For Chad, the scene was all too familiar. Cannon and machine-gun fire echoed through the streets of N'Djamena, the dusty riverside capital of the north-central African nation. Days of violent combat turned the city, which once had a population of 193,000, into a smoke-shrouded battlefield. By week's end, in spite of two abortive ceasefires, hundreds were dead, many of them civilians caught in the crossfire. Some 600 foreigners, including U.S. Ambassador Donald Norland, and up to 30,000 of Chad's 4.5 million people had fled the war-torn country. In the capital, entire city blocks lay in ruins. Said one shaken Frenchman on arriving in neighboring Cameroon: "N'Djamena is finished."

So ended an uneasy truce between warring guerrilla armies. The principal antagonists are two rival leaders who are members of Chad's own central government: President Goukouni Oueddei and Defense Minister Hissene Habre. The two ex-soldiers once fought as Muslim allies during the country's 14-year civil war. Now they are locked in a personal power struggle, with their respective forces (Oueddei's 6,800; Habre's 5,000) shelling each other's urban strongholds.

Armed largely by Libya's Colonel Muammar Gaddafi, the northern-based Muslim guerrillas had succeeded last March in ousting President Felix Malloum, one of the southern Christians who have monopolized the government since Chad received its independence from France in 1960. Muslim Leaders Oueddei and Habre have since shared power in an eleven-faction alliance marked by mutual suspicion and hostility.

Chad's warring leaders not only are locked in a power struggle, but also are seen as proxies of two foreign nations with rival interests throughout Africa: the sophisticated, Paris-educated Habre is associated with the French, while the ascetic revolutionary Oueddei is presumed to be close to the Libyans.

Last August all eleven factions met in the Nigerian capital of Lagos to attempt to reach agreement, and they established a fragile government of national unity.

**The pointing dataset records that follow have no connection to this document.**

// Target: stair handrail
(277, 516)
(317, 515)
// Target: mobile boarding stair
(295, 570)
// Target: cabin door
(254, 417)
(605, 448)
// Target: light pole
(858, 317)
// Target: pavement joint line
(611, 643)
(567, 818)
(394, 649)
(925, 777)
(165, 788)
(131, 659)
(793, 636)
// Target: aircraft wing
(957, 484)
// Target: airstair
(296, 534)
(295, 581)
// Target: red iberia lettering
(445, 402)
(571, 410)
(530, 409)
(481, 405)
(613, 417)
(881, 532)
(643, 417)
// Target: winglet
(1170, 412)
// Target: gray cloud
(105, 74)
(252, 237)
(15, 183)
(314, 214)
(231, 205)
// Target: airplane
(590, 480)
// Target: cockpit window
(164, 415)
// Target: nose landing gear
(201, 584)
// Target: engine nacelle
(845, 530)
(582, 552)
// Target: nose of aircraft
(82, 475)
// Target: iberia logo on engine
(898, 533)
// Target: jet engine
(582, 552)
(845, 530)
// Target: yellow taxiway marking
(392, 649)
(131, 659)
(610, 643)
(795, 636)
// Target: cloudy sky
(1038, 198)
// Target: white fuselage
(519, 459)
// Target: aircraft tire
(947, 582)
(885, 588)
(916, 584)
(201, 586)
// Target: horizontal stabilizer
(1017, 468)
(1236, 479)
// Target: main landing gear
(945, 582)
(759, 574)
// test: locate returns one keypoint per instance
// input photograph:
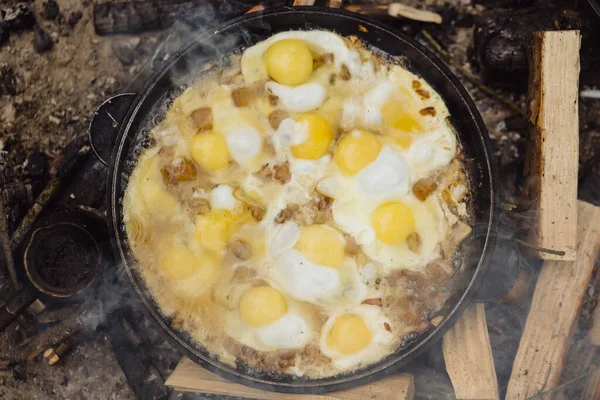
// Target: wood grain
(190, 377)
(468, 356)
(594, 332)
(556, 301)
(592, 386)
(552, 162)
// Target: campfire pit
(52, 330)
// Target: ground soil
(58, 91)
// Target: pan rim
(376, 370)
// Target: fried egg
(300, 203)
(301, 98)
(266, 320)
(291, 53)
(191, 274)
(309, 263)
(356, 337)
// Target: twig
(4, 238)
(538, 248)
(47, 194)
(470, 77)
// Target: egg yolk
(289, 62)
(262, 305)
(321, 245)
(210, 151)
(179, 262)
(357, 150)
(349, 334)
(318, 139)
(214, 229)
(392, 222)
(396, 114)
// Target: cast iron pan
(147, 108)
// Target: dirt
(56, 92)
(89, 372)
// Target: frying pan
(128, 137)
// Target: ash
(54, 76)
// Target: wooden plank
(552, 164)
(400, 10)
(594, 333)
(592, 385)
(556, 301)
(468, 356)
(190, 377)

But the new coalition government has barely functioned since its inauguration. Last week the Lagos truce appeared to have been irrevocably shattered.

Amid the turmoil, there was more than one cause for Western concern. Not only is Chad a mineral-rich source of potential instability in the very heart of Africa, but the backer of one key rebel faction, Libya's Gaddafi, is a onetime protege of the Soviet Union and a troublemaking champion of Islamic radicalism throughout the region.